Photo courtesy, Augusto Miranda – Agência Pará. Retrieved from brasildefato.com.br
Excerpt from brasildefato.com.br
In recent years, the island of Combu, in the state of Pará, has become a tourism hotspot, where people can know the river and riverside communities in the region. But residents complain that the government’s lack of attention to the rise in the number of tourists in the area is contributing to increased violence, environmental degradation and, consequently, a shortage of products essential for extractive activities and the local way of life.
Combu Island is part of Belém’s riverside area. As one of the city’s main tourist routes, it will certainly be a destination for many people attending COP30, which will be held in November in the capital of Pará.
Combu community leaders argue that the municipal and state governments will be “embarrassed” if, in the middle of the climate conference, visitors see that the residents of one of the main tourist routes in the capital of Pará deal with a lack of drinking water and the negative impacts of extractive activities.

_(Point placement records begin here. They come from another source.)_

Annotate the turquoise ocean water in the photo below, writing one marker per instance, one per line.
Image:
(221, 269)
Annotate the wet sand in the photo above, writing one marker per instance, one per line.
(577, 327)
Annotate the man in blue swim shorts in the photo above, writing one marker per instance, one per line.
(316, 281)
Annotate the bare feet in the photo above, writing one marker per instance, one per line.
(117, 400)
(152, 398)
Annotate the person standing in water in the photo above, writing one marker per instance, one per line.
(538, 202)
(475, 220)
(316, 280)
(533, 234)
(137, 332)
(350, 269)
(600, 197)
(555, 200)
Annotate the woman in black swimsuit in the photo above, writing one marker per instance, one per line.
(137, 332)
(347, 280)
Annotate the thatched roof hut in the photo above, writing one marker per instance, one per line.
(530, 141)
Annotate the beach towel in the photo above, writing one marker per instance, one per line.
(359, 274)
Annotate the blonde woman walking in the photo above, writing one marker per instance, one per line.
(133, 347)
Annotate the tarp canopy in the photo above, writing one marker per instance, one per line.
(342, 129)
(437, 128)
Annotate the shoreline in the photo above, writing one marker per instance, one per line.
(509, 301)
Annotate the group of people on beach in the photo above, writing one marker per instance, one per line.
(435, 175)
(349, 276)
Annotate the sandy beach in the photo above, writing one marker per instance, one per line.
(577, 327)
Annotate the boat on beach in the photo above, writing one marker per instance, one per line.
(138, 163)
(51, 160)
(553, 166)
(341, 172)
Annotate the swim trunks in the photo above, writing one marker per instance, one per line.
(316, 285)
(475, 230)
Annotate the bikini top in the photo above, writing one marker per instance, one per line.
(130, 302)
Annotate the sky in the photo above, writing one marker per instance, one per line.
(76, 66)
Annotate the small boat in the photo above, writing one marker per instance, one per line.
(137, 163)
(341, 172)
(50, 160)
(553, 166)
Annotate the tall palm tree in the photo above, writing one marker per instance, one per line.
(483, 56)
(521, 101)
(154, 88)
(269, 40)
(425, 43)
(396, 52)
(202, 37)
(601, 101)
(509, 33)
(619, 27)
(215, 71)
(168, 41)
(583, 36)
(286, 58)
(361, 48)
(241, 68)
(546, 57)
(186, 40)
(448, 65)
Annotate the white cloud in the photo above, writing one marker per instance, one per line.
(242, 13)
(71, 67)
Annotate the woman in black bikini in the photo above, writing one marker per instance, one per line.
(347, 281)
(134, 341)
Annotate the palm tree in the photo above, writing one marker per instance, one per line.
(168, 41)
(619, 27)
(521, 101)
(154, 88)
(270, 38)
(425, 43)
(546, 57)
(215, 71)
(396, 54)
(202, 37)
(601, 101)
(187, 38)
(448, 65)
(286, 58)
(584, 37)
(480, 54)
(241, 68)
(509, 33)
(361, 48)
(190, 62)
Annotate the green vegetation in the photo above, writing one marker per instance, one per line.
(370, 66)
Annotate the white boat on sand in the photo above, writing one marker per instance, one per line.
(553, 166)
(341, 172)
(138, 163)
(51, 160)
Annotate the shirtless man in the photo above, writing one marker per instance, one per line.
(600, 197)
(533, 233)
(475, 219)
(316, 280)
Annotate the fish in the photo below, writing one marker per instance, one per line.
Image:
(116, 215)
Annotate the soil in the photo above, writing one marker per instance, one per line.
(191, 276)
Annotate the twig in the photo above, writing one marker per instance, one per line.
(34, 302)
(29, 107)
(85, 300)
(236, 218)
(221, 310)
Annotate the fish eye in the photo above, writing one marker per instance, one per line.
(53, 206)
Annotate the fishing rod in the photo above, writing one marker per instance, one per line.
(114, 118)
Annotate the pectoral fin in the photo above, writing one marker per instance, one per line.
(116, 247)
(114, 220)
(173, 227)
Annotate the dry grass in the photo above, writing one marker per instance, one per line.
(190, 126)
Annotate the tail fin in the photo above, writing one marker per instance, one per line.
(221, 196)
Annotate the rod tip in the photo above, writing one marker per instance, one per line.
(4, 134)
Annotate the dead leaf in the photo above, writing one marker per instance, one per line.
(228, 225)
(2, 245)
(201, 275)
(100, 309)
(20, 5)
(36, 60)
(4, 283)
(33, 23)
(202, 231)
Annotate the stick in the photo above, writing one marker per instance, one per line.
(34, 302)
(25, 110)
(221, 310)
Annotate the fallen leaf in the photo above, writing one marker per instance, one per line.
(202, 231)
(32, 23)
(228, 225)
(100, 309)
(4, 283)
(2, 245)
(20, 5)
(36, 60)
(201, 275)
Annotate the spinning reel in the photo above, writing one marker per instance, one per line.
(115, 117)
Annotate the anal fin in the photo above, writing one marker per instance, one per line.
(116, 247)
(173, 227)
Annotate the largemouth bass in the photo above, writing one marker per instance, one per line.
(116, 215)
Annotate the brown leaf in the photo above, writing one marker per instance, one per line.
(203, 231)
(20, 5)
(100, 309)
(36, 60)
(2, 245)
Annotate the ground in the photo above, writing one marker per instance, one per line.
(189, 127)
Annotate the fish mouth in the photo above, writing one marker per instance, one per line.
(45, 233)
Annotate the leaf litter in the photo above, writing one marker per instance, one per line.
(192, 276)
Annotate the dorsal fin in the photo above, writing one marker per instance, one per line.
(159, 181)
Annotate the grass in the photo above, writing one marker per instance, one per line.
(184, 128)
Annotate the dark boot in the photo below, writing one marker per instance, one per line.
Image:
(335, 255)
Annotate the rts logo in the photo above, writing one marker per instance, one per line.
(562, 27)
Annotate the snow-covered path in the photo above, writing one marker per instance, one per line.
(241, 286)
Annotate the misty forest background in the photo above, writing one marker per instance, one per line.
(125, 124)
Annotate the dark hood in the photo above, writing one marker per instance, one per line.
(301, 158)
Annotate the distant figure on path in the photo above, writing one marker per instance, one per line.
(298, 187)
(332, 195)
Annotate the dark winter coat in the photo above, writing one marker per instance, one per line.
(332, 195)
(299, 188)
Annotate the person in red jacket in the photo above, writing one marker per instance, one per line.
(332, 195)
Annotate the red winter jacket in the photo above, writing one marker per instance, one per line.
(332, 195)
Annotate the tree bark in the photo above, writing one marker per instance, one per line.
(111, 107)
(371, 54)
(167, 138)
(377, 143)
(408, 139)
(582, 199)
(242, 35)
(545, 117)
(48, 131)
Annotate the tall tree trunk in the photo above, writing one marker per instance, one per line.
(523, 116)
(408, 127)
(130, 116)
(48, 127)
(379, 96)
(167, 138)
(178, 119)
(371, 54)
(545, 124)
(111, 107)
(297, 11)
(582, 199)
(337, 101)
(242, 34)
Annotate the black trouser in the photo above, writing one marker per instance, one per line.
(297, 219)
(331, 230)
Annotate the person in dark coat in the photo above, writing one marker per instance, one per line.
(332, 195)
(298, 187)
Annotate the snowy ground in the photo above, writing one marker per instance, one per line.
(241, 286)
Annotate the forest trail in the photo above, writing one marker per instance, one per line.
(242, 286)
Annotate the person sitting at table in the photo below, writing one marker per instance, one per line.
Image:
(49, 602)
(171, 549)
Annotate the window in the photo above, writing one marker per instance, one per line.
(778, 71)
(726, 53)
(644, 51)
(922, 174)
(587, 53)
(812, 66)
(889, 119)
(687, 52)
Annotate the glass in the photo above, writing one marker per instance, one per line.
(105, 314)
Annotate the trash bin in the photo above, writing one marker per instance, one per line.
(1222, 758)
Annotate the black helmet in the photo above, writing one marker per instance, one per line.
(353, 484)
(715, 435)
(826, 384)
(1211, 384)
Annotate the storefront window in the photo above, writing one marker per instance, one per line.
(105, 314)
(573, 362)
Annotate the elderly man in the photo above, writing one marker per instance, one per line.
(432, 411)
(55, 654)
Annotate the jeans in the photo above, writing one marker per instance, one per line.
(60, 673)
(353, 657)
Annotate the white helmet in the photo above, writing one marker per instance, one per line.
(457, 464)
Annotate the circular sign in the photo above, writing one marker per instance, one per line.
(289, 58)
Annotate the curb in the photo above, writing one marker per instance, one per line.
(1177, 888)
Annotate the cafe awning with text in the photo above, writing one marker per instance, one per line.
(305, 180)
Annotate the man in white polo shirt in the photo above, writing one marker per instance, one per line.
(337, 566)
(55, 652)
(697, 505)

“The island’s residents have historically lived off extractivism and, depending on the period of the year, they dedicate themselves to growing food. When it’s not açaí season, they fish for shrimp or fish. However, with the increase in the flow of boats on the island, particularly in the last seven years, both shrimp and fish have disappeared, and it’s dangerous for river dwellers to fish,” says Iva Nascimento, president of the Piriquitaquara Igarapé Residents’ Association.